CHARITABLE GIFT ANNUITY
In a charitable gift annuity, you give cash or securities to Barry Community Foundation. The Foundation then pays either you or yourself and a spouse a fixed income for life or for a determined period of time. At the completion of the specified term, assets are placed in the fund designated or created by the donor.
CHARITABLE LEAD TRUST, REMAINDER TRUSTS OR TRUST BENEFICIARY
A donor may contribute property to a lead trust with the income from the trust paid to the Foundation for a specified term. At the end of the term, the property would be distributed to the donors designated beneficiaries. A charitable remainder “annuity trust” and a charitable remainder “unitrust” are the two types of remainder trusts an individual may establish which provide income to the designated beneficiaries for a specified period of time.
An individual who is the beneficiary of a trust from which regular taxable income is received, can choose to assign the amount of income that would normally be given to a charity each year to the designated fund and
pay no income tax on it. The Foundation will make annual contributions in the donors name to the charities, or selected field of interest.
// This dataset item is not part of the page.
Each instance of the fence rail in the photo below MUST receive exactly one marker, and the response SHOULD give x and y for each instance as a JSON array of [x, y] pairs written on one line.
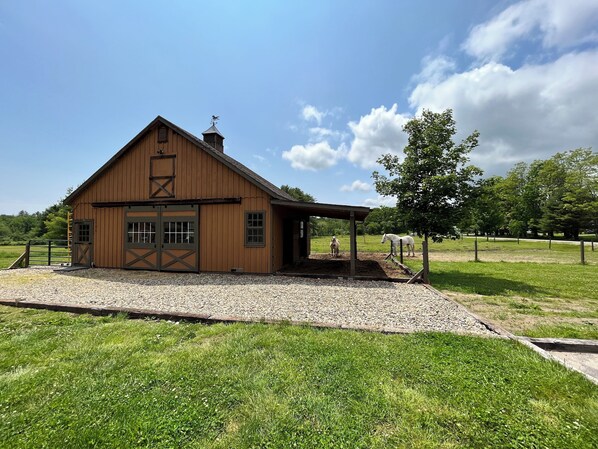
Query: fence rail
[[44, 252]]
A gift of life insurance allows the donor to name the Foundation as the owner and beneficiary of an existing or new life insurance policy. The donor can retain ownership of the policy and name the Foundation as a primary beneficiary. There will be no current charitable deduction, but the proceeds payable to the Foundation at the donor’s death will not be subject to federal income tax. If the policy is irrevocably assigned to the Foundation, the donor receives an immediate federal income tax charitable deduction which is approximately equal to the cash surrender value of the policy. All premium payments made following the initial gift are also deductible as charitable contributions.
IRA, RETIREMENT PLANS, AND LIFE INSURANCE
Name the Foundation as a beneficiary of your IRA, retirement plan, or life insurance policy. When you leave retirement plan assets to the Foundation, 100 percent of your gift will be available to support your charitable passions.